There is some merit to this strategy, although in a nascent stage. Right now, there is a small but very active Twitter base in India that is highly political and there are constant fights between the right-wingers and the rest, which can be read as BJP-Congress fights. Major political episodes in the country become trending topics and both sides are able to make TV news headlines quite regularly. A “#Pappu” and a “#Feku” sells much more today than most 0ther genuine news articles. However, at this point it would be safe to assume that most middle class Indians experience political activity on Twitter through news reports on TV than actually by engaging with the medium themselves.

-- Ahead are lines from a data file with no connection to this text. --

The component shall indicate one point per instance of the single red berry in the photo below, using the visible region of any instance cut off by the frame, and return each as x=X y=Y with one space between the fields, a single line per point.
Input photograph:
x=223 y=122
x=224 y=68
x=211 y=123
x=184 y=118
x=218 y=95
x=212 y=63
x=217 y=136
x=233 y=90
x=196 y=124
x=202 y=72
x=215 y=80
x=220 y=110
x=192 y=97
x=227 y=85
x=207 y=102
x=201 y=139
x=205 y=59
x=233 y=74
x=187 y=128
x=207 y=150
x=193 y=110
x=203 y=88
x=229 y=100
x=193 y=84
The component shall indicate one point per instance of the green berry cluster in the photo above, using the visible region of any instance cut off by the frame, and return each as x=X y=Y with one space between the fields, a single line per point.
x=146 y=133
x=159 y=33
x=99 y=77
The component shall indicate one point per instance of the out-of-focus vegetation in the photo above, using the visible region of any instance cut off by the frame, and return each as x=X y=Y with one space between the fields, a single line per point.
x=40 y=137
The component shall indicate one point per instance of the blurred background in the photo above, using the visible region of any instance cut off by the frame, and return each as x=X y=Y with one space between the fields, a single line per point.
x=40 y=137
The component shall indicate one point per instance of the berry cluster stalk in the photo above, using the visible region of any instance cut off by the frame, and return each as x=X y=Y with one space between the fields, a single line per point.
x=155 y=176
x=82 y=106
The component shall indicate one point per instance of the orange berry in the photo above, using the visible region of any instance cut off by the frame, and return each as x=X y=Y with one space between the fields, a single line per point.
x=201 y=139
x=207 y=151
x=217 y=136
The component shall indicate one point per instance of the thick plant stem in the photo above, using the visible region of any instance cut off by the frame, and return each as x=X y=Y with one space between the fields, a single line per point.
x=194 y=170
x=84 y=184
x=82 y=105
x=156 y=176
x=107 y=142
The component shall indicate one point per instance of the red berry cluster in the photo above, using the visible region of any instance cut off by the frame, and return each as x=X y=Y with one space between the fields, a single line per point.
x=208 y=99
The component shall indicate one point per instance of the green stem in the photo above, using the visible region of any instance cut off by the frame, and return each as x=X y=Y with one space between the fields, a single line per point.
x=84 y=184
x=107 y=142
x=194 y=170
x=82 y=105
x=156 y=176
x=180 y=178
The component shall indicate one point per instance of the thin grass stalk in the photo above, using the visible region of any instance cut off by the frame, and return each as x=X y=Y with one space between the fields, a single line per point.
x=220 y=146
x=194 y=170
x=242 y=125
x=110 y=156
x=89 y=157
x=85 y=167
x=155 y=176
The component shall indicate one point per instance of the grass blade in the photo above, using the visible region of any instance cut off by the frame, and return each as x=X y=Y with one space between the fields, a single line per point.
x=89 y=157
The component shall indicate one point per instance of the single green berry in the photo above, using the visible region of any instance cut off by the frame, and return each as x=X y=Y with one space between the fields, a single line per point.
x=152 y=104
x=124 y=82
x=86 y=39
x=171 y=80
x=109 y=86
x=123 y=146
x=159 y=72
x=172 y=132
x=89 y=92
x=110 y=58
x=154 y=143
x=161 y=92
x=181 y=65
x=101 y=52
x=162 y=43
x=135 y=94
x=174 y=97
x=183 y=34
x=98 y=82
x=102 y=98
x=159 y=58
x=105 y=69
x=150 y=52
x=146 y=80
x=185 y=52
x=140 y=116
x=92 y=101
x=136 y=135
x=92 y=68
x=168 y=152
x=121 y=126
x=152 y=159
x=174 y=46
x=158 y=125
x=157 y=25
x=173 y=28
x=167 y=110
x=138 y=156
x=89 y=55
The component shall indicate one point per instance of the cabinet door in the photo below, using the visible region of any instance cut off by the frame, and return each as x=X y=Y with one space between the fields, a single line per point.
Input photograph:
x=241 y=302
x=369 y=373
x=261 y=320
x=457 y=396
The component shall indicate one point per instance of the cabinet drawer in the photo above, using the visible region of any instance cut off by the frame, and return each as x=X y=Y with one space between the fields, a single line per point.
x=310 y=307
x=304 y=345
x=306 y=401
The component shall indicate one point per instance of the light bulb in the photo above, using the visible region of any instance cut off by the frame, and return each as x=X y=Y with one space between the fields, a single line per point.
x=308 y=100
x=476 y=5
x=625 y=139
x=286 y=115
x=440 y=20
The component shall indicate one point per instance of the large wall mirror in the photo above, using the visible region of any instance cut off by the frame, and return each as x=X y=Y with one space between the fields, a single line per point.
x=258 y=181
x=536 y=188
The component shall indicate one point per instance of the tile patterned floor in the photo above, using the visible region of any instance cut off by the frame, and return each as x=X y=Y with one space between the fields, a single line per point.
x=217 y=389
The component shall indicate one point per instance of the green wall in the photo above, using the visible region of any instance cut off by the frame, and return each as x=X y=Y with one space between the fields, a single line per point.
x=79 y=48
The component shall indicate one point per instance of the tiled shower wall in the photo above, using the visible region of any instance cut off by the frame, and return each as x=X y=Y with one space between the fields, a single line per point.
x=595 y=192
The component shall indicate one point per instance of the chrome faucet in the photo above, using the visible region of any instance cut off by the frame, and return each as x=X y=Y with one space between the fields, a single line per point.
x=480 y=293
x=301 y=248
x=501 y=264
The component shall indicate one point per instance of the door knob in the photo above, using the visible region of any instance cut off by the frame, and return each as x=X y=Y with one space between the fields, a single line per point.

As the middle class expands, more Indians are expected to get online. Young people are digital natives, and those who can afford smartphones are addicted to them. The general feeling is that politics needs to adapt to the habits and lifestyle of this demographic, and perhaps in that enthusiasm its real role gets overplayed in the media. And nobody can underestimate the power of the youth this time around as they make up nearly 40% of India’s total population.
A recent election in the ‘modern’ city of Bangalore saw all politicians engage heavily with social media. And, India’s huge anti-corruption movement led by activist Anna Hazare and his colleague Arvind Kejriwal in April 2012 was almost entirely fuelled by media support and a very engaged online strategy. The movement led to an anti-corruption bill, though not what was exactly wanted, being tabled in Parliament.
And in the end, that might well be the final analysis of social media in India right now. The numbers, while impressive, do not yet indicate deep engagement and involvement in the political sphere. In 2014, politicians might do well to remember a computer screen is no match for campaigning in the heat and dust of the smallest corners of the country. Because, truly, that’s where their people are. It might be another 10-20 years before Social Media plays a hugely important role in the Indian political sphere and the results of the elections may as well depend on Social Media. This might just help increase the accountability of the Indian politicians, and that, my friends, is what we desperately need.